Per giungere a questi risultati, i ricercatori tedeschi hanno prima esaminato le politiche climatiche su scala globale, attuate attraverso prezzi di emissione ambiziosi nei Paesi industrializzati e prezzi inizialmente più bassi nei Paesi in via di sviluppo. Inoltre, hanno esaminato come si sviluppa la povertà globale senza e con una ridistribuzione progressiva delle entrate. I loro risultati dimostrano che «La ridistribuzione può alleviare gli effetti collaterali negativi delle politiche climatiche sulla povertà. Insieme, questo porterebbe persino a una piccola riduzione della povertà globale di circa 6 milioni di persone nel 2030».

Ma le entrate nazionali sono state ritenute insufficienti per compensare gli effetti collaterali delle politiche nella maggior parte dei paesi dell’Africa subsahariana, la regione in cui anche la povertà estrema è prevalente.

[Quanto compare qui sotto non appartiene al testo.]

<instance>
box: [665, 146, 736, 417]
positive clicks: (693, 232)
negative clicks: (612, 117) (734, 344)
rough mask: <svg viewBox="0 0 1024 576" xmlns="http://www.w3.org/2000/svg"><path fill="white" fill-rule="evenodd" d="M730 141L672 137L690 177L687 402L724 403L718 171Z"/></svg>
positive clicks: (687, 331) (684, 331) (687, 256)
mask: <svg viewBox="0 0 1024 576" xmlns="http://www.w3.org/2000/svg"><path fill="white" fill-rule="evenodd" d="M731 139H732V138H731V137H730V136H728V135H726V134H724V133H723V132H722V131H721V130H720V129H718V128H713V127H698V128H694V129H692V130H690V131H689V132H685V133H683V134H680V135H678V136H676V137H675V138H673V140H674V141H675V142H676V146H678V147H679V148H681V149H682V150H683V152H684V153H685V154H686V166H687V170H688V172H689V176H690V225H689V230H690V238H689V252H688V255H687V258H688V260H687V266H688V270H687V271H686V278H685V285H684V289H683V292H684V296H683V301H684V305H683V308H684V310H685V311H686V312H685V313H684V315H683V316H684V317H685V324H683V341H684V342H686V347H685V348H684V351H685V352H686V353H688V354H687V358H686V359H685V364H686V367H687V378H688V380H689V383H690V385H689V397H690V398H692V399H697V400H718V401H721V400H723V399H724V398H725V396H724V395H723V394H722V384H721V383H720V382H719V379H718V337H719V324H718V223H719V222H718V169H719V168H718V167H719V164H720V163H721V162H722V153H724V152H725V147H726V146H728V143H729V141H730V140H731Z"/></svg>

In una seconda fase gli scienziati hanno esaminato la condivisione degli oneri a livello internazionale. Uno degli zautori dello studio, Nico Bauer spiega a sua volta: «Per condividere i costi della mitigazione del cambiamento climatico in modo equo, i Paesi industrializzati dovrebbero compensare finanziariamente i Paesi in via di sviluppo». Secondo lo studio, «Già una piccola frazione come il 5% dei proventi dei prezzi di emissione dei Paesi industrializzati sarebbe sufficiente a più che compensare gli effetti collaterali delle politiche anche nell’Africa subsahariana. Questo trasferimento finanziario potrebbe portare a una riduzione netta della povertà globale di circa 45 milioni di persone nel 2030».

In questo scenario, i contributi che sarebbero richiesti ai Paesi ad alto reddito ammontano a circa 100 miliardi all’anno, che è quanto si sono già impegnati a fare per rispettare l’Accordo di Parigi. Soergel  aggiunge: «I leader dei Paesi ad alto reddito devono capire che la riduzione delle emissioni interne e la finanza internazionale per il clima sono davvero due facce della stessa medaglia: solo la combinazione delle due consentirà anche alle economie emergenti e in via di sviluppo di partecipare».

Elmar Kriegler, coautore dello studio, conclude: «La combinazione della ridistribuzione nazionale delle entrate derivanti dai prezzi delle emissioni con i trasferimenti finanziari internazionali potrebbe quindi fornire un importante punto di entrata verso una politica climatica giusta ed equa nei Paesi in via di sviluppo».